Schritt 5: Exfiltration
Vielen Kriminellen ist daran gelegen, die erbeuteten Daten zu monetarisieren. Daher müssen sie einen Weg finden, diese unbemerkt auszuleiten. Meist werden Kopien der Daten an einer vom Angreifer gewählten Stelle im Netzwerk „zwischengeparkt“, um sie dann gesammelt abtransportieren zu können. Für die eigentliche Ausleitung bedienen sie sich verschiedener Möglichkeiten, vom Ping Padding, bei dem Daten in Ping-Paketen versteckt werden, über HTTPS- oder DNS-Paketen bis hin zu E-Mails. Oft werden hier riesige Datenmengen übertragen und das braucht seine Zeit.

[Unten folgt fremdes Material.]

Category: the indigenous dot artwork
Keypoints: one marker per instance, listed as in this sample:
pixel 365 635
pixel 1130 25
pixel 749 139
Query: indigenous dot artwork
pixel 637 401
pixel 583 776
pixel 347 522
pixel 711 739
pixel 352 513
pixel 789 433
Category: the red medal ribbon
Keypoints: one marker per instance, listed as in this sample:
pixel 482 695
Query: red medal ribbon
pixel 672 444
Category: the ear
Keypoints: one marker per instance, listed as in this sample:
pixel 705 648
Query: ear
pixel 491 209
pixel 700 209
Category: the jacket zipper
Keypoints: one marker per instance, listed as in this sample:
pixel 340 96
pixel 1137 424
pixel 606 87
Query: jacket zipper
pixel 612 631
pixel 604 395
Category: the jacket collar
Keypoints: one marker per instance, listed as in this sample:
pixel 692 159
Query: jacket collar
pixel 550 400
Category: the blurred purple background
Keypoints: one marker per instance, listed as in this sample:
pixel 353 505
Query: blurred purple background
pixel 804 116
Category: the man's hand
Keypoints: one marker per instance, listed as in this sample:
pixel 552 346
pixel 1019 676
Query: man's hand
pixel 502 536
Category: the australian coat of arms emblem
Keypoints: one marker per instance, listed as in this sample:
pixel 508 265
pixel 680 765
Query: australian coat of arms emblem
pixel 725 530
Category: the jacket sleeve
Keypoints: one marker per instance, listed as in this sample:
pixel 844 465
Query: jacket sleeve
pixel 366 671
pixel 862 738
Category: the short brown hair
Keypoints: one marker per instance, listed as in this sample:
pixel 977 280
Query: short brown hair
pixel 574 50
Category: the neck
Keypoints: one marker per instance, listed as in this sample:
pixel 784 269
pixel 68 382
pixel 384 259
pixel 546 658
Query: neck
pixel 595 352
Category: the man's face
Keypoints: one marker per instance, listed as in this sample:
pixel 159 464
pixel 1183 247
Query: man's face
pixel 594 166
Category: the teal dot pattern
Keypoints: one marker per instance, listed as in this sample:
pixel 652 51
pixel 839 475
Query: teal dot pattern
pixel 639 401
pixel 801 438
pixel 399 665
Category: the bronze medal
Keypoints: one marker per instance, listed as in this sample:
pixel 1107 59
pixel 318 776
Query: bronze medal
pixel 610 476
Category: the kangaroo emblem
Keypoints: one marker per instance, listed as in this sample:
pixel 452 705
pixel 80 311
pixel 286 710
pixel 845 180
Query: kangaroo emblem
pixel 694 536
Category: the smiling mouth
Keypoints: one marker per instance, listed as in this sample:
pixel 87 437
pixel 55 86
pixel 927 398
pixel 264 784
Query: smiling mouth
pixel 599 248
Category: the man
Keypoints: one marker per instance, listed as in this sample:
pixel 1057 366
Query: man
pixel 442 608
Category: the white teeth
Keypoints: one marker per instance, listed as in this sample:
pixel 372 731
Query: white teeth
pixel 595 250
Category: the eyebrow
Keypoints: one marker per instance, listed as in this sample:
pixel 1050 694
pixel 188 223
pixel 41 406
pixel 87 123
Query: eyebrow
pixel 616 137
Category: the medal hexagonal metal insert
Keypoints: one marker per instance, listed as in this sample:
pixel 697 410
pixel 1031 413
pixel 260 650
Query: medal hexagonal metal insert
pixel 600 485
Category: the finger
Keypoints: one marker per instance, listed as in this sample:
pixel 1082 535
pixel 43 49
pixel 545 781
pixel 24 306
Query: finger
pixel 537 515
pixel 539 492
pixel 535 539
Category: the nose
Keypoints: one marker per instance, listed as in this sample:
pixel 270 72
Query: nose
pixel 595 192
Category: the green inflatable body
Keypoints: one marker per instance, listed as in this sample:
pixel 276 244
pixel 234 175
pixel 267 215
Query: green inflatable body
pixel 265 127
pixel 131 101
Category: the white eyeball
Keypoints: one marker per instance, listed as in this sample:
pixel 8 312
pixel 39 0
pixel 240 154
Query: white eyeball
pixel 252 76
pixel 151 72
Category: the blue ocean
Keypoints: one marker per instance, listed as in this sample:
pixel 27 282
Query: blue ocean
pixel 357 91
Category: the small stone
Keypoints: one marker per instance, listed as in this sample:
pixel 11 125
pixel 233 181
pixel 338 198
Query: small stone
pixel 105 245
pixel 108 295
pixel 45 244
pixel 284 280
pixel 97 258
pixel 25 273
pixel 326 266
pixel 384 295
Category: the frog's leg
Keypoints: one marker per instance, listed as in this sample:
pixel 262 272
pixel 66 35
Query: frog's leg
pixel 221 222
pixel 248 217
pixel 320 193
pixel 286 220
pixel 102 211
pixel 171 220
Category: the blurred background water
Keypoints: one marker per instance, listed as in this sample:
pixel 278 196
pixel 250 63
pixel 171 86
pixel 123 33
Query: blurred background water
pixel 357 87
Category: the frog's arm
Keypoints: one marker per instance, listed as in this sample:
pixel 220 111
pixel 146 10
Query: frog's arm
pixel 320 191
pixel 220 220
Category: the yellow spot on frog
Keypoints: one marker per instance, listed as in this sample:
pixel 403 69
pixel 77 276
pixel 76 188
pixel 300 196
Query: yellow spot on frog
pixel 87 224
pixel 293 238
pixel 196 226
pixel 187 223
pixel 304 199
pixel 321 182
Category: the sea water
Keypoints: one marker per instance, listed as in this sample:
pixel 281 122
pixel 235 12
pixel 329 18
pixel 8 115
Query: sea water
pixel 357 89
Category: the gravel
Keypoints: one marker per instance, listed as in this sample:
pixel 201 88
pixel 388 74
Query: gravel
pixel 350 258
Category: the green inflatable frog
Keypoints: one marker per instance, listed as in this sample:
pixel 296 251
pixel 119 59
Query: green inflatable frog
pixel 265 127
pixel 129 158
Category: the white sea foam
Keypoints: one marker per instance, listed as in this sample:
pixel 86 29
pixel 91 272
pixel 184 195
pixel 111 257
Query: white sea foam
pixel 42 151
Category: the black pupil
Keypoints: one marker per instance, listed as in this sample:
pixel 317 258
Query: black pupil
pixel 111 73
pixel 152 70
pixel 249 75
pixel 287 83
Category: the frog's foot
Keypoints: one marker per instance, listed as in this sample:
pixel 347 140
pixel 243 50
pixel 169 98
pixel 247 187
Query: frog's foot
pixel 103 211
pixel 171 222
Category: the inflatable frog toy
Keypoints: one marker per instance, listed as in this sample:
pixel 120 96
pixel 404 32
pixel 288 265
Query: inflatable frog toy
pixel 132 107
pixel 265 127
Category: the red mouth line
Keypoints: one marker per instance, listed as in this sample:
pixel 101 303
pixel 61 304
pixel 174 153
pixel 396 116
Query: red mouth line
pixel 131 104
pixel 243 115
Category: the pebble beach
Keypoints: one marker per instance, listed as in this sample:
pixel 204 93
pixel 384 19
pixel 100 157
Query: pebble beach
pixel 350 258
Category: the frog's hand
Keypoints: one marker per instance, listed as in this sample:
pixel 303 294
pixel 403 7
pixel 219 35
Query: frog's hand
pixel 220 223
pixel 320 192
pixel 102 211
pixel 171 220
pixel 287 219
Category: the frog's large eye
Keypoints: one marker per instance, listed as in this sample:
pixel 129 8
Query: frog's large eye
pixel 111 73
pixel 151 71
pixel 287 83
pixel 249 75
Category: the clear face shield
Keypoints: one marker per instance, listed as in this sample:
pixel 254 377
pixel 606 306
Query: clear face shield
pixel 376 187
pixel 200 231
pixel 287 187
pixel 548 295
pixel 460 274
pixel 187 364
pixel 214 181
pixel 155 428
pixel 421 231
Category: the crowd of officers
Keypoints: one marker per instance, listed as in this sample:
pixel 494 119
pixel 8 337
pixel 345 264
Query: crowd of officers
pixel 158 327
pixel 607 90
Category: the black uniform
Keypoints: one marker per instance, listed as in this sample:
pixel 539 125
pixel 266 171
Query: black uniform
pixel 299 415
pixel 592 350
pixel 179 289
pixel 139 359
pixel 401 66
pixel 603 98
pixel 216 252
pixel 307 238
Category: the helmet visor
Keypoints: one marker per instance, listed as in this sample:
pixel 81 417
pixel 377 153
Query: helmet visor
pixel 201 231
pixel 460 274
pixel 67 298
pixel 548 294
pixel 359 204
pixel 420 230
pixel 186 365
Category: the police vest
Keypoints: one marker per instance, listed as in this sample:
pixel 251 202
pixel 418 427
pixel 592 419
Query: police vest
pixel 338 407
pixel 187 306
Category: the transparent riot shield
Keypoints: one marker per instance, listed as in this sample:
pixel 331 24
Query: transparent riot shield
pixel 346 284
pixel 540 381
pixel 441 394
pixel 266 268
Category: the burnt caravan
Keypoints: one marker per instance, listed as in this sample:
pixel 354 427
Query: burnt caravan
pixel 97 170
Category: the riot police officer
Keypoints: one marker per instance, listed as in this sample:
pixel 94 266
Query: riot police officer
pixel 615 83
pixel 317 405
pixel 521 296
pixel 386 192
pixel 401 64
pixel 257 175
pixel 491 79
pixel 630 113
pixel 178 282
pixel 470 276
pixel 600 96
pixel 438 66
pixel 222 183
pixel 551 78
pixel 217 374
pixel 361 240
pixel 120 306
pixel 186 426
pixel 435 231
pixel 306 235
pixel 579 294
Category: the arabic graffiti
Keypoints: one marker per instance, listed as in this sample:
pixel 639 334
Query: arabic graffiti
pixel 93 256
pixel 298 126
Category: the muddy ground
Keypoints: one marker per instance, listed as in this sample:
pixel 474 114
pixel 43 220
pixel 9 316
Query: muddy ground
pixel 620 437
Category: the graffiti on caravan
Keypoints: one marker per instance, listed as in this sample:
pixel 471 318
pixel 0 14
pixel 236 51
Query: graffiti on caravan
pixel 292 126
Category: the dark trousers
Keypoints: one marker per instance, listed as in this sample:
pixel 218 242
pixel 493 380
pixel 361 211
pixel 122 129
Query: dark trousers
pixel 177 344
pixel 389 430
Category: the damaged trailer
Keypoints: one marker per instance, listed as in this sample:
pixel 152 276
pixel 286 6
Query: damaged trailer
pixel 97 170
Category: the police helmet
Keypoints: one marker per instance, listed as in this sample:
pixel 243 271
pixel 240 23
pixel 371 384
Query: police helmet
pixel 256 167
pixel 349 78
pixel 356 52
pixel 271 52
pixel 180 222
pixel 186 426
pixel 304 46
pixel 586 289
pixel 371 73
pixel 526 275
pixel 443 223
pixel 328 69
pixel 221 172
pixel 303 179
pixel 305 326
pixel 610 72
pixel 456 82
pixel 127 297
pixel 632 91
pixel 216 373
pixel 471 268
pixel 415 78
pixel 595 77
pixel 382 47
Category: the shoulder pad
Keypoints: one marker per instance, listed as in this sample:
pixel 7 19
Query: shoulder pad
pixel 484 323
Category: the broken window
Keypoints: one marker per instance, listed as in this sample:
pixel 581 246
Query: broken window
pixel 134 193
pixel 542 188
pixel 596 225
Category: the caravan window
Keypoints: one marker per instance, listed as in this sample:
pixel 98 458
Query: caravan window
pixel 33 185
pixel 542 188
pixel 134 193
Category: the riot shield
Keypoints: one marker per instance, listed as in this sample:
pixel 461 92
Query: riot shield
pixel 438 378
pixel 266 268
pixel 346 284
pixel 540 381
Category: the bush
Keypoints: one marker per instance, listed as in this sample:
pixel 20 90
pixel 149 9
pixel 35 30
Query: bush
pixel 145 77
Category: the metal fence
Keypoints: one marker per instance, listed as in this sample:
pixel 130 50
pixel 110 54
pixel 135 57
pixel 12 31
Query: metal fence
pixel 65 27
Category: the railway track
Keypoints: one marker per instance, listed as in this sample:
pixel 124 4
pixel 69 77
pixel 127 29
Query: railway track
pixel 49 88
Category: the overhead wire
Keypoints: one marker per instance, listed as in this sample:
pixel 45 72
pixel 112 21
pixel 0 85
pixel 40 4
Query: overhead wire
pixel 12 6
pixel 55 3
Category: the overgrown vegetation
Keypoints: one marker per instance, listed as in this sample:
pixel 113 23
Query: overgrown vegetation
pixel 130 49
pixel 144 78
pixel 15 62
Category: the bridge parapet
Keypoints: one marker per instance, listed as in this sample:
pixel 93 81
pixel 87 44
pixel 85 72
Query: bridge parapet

Bei der Datenexfiltration hinterlassen Täter meistens Spuren: Kommunikation mit unüblichen IPs oder in einer untypischen Häufigkeit können ein Alarmzeichen sein – wenn die IT-Verantwortlichen es bemerken und entsprechend handeln.
Finale
Ein Angriff kann nach der Ausleitung der gestohlenen Daten vorbei sein und das betroffene Unternehmen bekommt nie mit, dass es ungebetenen Besuch im Netzwerk gab. Das ist beispielsweise bei Industrie- und Wirtschaftsspionen der Fall. In anderen Fällen, mit finanziell motivierten Akteuren, ist die Installation einer Ransomware der finale Schritt – und der ist dazu bestimmt, so sichtbar wie möglich zu sein. Alle Daten werden in kürzester Zeit verschlüsselt. Der schwarze Desktop-Hintergrund auf allen Arbeitsplatzrechnern, mit dem mittig eingeblendeten Erpresserschreiben, ist letztendlich der finale Stoß.
Ebenso ist folgendes Szenario heute gang und gäbe: Die Daten werden ausgeleitet und im Netzwerkmit einer Ransomware verschlüsselt. Wer nicht zahlt, muss damit rechnen, dass die Daten geleakt werden, was mit hoher Wahrscheinlichkeit so oder so passieren wird.
Im schlimmsten Fall merken Unternehmen und IT-Teams erst an diesem Punkt, dass etwas Grundsätzliches schiefgegangen ist und dass sie nun ein ausgewachsenes Problem haben. Zu diesem Zeitpunkt befinden wir uns allerdings am Ende der Killchain.
IT-Sicherheit in die Hände von Experten geben
Für den Notfall können Unternehmen vorsorgen, indem sie so früh wie möglich eine Kooperation mit einem auf IT-Sicherheit spezialisierten Dienstleister auf den Weg bringen. Falls ein Sicherheitsvorfall eintritt, sind im Bedarfsfall binnen Stunden Spezialisten vor Ort, die das Netzwerk kennen und die wissen, was zu tun ist. Diese Vorbereitung spart im Notfall wertvolle Zeit. Bereits im Vorfeld entstehen in Kooperation mit Fachleuten Notfallpläne, welche die Schäden im Worst Case minimieren und die Handlungsfähigkeit des Unternehmens sicherstellen. Das kann zum Beispiel in Form eines entsprechenden Incident Response Retainers sein. Die Vorteile liegen auf der Hand: Die Kosten sind kalkulierbar, und im Notfall steht ein Expertenteam sofort bereit.
Generell gilt: Wer von außen einen Blick auf bestehende Strukturen wirft, sieht dort Probleme, die von innen heraus nicht auffallen. Diese „Betriebsblindheit“ ist normal und lässt sich mit diesem unabhängigen Blick eliminieren. Schwierigkeiten lassen sich in vielen Fällen schnell und einfach, vor allem aber mit bestehenden Mitteln, lösen.
Bewährt hat sich in vielen Unternehmen die langfristige Zusammenarbeit mit einem Dienstleister, der ausschließlich auf IT-Sicherheit spezialisiert ist. Mit so einer Partnerschaft investieren Firmen nachhaltig in ihre IT-Sicherheit und die Kosten dafür machen sich bereits nach einem verhinderten Incident bezahlt.